Energy Brief for Jan 29
The petroleum complex failed to follow through on early strength as an equity selloff and concern over new strains of the COVID-19 virus helped uncover profit taking and pre-weekend book squaring. In the background were reports that Saudi Arabia was expected to lower their Official Selling Prices in March, the first cut in three months on falling benchmark prices and virus induced demand weakness. In addition reports that US oil output had risen in November by .7 mb/d from 11.1 in November also weighed on sentiment.
The complex continues to uncover support on setbacks in response to ideas that Saudi Arabia will follow through on their promised output cut of 1 mb/d during February and March, along with the declining level of US petroleum inventories, which are 6 percent above the five year average from as much as 14 percent above in June. In crude the surplus supply has shrunk to 9 percent from as high as 19 percent above the five year average in June. The possibility that US crude inventories will continue to move down and reach more normal levels late in the second quarter as import levels remain constrained and export levels expand seems to be underpinning values.
To a large extent the market is range-bound, which reflects a combination of factors involving the prevailing supply/demand trends and future outlook. Of critical concern is the strength to the Chinese and Asian economies. Reports that refined product stocks have rebuilt in the Asian region, leading to reduced refinery throughput, suggests sluggish demand which might be reflective of lockdowns in many areas. Nevertheless the Chinese economy has remained stronger than most expected. For now the adverse demand potential has been discounted as questions arise as to whether the increase in cases will significantly restrict economic growth. The trends in virus cases and vaccine effectiveness will be key considerations for demand trends given the emergence of new variants that are more contagious.

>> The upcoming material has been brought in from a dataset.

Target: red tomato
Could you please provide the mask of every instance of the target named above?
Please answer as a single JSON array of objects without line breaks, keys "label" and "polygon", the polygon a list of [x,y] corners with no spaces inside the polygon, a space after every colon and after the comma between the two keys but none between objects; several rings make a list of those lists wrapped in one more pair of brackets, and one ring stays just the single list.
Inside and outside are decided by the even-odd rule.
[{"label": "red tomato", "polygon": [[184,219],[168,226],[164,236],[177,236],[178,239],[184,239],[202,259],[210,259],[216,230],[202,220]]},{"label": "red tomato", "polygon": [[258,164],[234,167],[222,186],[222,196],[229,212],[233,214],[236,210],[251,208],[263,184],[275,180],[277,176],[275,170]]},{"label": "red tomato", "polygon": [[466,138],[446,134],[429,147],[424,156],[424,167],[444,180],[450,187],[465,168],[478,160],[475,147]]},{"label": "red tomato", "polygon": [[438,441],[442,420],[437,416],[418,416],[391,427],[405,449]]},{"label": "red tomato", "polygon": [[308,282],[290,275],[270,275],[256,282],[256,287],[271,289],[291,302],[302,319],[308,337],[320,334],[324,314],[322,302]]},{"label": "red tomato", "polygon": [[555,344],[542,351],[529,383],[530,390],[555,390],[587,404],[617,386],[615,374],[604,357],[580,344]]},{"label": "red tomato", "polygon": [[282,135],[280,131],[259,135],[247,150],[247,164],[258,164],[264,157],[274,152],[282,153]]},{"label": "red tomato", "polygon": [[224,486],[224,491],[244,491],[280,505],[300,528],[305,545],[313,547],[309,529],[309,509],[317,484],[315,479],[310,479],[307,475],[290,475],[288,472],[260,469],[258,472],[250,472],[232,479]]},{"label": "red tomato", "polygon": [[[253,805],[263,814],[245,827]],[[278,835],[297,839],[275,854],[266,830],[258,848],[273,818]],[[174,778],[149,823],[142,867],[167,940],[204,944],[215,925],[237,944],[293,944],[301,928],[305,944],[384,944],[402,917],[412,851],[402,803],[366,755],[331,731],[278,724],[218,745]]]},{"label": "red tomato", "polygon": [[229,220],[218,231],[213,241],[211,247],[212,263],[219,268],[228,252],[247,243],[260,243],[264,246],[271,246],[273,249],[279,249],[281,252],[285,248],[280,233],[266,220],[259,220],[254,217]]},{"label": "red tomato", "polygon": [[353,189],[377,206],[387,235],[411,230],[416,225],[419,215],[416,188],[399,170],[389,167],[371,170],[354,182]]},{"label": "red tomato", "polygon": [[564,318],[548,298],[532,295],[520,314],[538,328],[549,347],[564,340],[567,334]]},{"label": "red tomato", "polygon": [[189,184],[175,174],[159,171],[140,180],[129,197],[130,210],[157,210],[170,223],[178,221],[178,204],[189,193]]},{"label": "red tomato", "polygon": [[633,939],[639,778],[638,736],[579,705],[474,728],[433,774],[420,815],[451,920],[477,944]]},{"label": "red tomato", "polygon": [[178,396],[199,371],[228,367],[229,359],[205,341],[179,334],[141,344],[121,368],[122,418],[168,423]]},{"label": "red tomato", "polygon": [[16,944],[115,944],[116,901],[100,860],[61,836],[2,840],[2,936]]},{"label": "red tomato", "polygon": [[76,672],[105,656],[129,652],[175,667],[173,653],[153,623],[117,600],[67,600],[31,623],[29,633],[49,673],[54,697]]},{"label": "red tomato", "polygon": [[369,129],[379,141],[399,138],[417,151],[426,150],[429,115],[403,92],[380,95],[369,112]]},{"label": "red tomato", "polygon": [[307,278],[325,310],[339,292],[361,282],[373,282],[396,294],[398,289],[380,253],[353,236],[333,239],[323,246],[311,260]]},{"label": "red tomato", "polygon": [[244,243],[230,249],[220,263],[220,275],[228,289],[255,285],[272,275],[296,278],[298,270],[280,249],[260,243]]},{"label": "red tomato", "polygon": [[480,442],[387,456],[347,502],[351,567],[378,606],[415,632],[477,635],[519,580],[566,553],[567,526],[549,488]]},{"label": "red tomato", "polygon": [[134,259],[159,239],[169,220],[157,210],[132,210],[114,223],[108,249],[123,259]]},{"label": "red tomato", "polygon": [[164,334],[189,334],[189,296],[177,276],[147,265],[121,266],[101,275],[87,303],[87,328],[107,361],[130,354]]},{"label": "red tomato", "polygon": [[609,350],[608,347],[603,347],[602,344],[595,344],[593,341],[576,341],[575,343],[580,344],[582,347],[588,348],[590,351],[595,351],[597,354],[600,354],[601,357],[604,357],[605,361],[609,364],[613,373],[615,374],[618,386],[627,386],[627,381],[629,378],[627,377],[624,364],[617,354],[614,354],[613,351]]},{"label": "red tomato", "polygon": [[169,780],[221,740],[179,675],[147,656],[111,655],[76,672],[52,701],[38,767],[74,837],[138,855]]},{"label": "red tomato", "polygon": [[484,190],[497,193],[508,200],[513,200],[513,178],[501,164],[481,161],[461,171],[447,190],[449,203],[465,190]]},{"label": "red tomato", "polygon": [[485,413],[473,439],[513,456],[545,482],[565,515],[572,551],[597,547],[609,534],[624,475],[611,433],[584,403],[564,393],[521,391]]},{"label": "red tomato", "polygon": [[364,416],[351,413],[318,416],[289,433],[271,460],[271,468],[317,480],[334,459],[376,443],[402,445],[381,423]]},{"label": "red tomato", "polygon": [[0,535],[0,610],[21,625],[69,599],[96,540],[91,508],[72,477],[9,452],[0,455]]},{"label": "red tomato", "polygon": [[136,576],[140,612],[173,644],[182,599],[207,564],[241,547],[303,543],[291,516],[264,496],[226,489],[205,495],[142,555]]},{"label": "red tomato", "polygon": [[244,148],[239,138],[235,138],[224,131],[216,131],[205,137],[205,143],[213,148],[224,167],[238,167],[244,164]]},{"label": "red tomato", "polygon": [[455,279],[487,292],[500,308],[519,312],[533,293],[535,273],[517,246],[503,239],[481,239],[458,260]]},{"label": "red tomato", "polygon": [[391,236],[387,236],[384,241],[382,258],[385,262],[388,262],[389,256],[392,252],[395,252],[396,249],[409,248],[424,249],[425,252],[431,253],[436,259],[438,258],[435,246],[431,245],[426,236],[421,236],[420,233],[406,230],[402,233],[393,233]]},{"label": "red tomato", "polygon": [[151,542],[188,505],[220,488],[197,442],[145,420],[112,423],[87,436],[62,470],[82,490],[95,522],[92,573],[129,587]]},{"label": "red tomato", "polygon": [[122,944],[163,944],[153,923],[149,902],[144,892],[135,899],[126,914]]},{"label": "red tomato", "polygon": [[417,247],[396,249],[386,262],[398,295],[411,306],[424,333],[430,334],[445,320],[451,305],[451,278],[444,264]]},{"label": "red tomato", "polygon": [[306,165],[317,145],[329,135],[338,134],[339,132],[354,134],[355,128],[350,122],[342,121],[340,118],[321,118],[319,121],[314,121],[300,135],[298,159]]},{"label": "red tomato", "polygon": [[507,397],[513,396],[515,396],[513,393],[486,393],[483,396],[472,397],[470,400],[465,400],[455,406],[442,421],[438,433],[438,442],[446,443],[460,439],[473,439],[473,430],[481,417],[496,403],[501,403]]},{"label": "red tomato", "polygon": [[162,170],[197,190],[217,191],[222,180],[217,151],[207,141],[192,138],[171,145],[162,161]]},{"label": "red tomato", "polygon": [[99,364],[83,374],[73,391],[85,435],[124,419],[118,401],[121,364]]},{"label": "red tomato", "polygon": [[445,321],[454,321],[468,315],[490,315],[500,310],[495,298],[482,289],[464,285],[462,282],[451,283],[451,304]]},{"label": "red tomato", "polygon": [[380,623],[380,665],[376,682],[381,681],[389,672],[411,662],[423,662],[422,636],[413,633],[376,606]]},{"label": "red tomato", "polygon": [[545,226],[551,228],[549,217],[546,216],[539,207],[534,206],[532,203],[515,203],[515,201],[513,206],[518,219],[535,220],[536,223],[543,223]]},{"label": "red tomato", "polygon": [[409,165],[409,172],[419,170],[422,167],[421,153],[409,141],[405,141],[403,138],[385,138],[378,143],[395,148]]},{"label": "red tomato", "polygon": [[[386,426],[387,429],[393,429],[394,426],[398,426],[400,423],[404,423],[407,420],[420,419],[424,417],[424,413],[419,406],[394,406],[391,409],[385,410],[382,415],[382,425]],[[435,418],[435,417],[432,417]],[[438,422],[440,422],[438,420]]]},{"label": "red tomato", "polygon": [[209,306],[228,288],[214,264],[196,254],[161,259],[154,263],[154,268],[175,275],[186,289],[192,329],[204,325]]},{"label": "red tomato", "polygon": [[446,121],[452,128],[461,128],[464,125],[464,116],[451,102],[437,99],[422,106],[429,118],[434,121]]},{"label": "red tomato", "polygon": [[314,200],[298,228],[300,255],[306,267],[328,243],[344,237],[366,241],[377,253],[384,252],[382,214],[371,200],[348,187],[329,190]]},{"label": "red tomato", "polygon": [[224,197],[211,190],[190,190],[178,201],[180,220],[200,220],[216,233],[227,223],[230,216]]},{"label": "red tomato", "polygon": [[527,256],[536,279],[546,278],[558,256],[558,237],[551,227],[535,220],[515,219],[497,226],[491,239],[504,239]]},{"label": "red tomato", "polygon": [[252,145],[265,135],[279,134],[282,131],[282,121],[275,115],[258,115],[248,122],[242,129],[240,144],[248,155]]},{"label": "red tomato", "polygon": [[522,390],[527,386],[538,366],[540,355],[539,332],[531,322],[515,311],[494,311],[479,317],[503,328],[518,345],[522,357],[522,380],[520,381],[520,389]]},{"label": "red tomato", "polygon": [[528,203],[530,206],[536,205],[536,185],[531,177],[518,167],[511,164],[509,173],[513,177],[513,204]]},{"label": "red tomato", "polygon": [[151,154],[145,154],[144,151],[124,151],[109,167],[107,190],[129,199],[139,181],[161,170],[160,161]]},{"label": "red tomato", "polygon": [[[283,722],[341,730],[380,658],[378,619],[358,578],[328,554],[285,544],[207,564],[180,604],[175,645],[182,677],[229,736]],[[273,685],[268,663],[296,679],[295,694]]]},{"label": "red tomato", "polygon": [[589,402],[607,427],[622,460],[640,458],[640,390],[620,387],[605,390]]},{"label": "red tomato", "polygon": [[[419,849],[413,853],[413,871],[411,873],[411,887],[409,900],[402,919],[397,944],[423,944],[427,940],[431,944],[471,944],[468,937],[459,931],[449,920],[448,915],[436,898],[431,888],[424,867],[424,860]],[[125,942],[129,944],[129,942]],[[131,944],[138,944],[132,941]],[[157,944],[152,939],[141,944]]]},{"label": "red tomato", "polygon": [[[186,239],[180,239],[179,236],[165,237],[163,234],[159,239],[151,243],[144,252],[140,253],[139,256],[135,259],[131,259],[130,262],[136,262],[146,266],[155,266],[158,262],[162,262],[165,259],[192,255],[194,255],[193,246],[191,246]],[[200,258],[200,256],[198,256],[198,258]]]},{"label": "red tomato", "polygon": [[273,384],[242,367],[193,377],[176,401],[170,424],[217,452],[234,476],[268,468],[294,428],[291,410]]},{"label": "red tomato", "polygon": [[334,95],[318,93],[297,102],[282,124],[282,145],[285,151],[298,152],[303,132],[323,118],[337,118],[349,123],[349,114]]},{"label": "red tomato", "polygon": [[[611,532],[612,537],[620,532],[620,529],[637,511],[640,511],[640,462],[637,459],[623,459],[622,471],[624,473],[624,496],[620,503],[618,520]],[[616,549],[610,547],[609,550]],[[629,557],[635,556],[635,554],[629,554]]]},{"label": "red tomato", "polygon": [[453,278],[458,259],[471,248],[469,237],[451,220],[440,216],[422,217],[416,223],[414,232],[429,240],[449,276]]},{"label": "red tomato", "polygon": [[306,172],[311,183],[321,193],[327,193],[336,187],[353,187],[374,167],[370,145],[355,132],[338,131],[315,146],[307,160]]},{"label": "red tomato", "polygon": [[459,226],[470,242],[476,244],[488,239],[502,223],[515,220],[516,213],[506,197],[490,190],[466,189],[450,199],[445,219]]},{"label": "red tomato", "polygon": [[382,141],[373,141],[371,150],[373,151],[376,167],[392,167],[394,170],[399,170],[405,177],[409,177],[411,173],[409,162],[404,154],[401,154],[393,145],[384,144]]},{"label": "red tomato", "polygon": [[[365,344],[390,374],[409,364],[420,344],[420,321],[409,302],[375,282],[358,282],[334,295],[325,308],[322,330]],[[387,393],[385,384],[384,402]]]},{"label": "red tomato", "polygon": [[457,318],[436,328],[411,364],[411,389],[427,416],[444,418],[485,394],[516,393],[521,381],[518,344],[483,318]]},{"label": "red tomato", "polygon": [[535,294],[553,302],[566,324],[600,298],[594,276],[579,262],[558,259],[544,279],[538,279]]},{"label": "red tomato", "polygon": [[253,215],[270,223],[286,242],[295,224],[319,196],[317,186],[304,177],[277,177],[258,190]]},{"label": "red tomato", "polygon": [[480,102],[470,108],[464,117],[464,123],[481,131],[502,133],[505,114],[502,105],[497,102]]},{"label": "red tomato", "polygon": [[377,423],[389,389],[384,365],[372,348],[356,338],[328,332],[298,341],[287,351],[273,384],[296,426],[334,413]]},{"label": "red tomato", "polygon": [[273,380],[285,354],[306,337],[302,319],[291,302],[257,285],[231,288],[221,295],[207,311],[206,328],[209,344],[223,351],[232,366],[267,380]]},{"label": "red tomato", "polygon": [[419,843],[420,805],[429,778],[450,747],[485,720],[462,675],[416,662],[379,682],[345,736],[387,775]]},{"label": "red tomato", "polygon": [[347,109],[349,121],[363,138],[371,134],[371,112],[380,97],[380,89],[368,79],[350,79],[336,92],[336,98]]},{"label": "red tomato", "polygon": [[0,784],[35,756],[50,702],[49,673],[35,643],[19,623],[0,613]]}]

The market retrenched over the last two sessions with the March settling lower by 10 cents today at 2.564 and near the lows of the day. Yesterday’s weekly storage report showed a draw of 128 bcf verses expectations near 136 as selling picked up after the release. The downside momentum gained steam after the Baker Hughes report was released today showing an increase of 6 rigs, all of which were oil directed. The positive performance of oil prices and steady increase in rigs has brought the issue of associated gas production back into focus. Today also marked the first time this week that the weather ensembles retracted HDD’s, which turned the bias lower as the market continues to react more strongly to warmer revisions than it does to cooling, mostly due to the fact that we are running out of time for cold temperatures to do much damage to storage levels. Profit taking was also a likely downside catalyst late in the session as traders choose to stand aside due to the risk of large price moves coming out of the weekend as we have seen recently. Underlying support from LNG flows were the main bright spot as overseas premiums remain substantial, with production also lending a supportive influence recently with contraction to the 90.5 bcf/d area.